Campus lacks diversity

Mark Monroe
Opinion Staff Writer
mmonroe1@unca.edu

As a university which prides itself on being extremely progressive, UNC Asheville fails to accurately portray the student body in terms of diversity. The student population consists of predominantly white students and remains a blemish on the university’s reputation, as it should be. This lack of representation for people of color makes it seem as if UNCA uses them as token centerpieces for photo opportunities to garner positive attention.

When visiting UNCA’s website the chances of seeing a person of color on the front page heavily outweighs the likelihood of seeing a white person. The use of this tactic makes the university seem multicultural, deceiving incoming students who hope to be a part of a diverse college community. UNCA’s current students face the harsh reality of learning in a predominately white environment.

Much of the curriculum taught surrounds around white history and culture, whereas classes about other races and cultures are either minors or extracurricular; the humanities being one of the few classes to incorporate multiple viewpoints. The muffling of culture limits the true voice of the student body, leaving groups in the minority to speak out against the overwhelmingly apparent majority and rendering them nearly silent in a sea of stronger and louder opinions which they have to face every day.
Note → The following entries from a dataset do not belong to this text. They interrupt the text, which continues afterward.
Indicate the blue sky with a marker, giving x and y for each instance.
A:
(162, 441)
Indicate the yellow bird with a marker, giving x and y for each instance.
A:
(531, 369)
Students of color also feel the weight of inequality throughout the day, sometimes being the only one in their classes, clubs or activities leaving them out in the open for increased speculation rather than immersed in the overall learning environment.

This results in people who claim to see no race. Turning a blind eye to the racial inequality in society and UNCA as a microcosm only detracts from the efforts of those fighting for equality. This problem persists due to people not wanting to seem racist, but not willing to speak against the majority they are a part of, while others simply do not know enough about what others are fighting for to do anything supportive.

A lack of education surrounding movements such as Black Lives Matter keep people and students alike in a hole of inability and apathy. Since they do not know enough about the cause they try not to get involved or brush the problem off since it does not affect them directly. Many learn about movements or protests solely from what they see on the news or what they read, each of which can be heavily manipulated. This creates a fog between the consumer and the truth, the information manipulation leading to a misunderstanding of what people are fighting for.

The less involvement the slower it will take for everyone to be treated equally. It becomes a cycle where it takes more than just a handful of outspoken students to spark change, it takes entire communities.

Since white students consist of over 80 percent of the student body, they are the ones who need to speak up against the lack of diversity. The majority needs to take a look at itself and understand the problems stemming from their privilege and help out their fellow misrepresented peers.

Many classes consist of white students all with similar opinions, consequently leaving many in-class discussions one-sided. There is no learning if everyone stays in an echo chamber. It requires multiple viewpoints from all backgrounds to create conversations and richer dialogues to aid in questioning the status quo and better understanding one another.

Increased acknowledgement is essential for students of color, not simply because of their skin color, but because of their ability to provide to the overall learning environment at UNCA. The more voices UNCA has the more we can learn to appreciate our professors and peers. The need for equal representation asks for all students to be treated the same and given the same opportunities to grow, learn and pursue their careers without being weighed down by the ignorance of others.

UNCA needs to acknowledge the problem of low diversity and address it head-on to solve it. Pretty pictures on the homepage will not solve anything and neither will it help students in the future feel fully integrated. Covering it up becomes a temporary solution to a permanent problem which will eventually blow up in all our faces if we refuse to acknowledge it.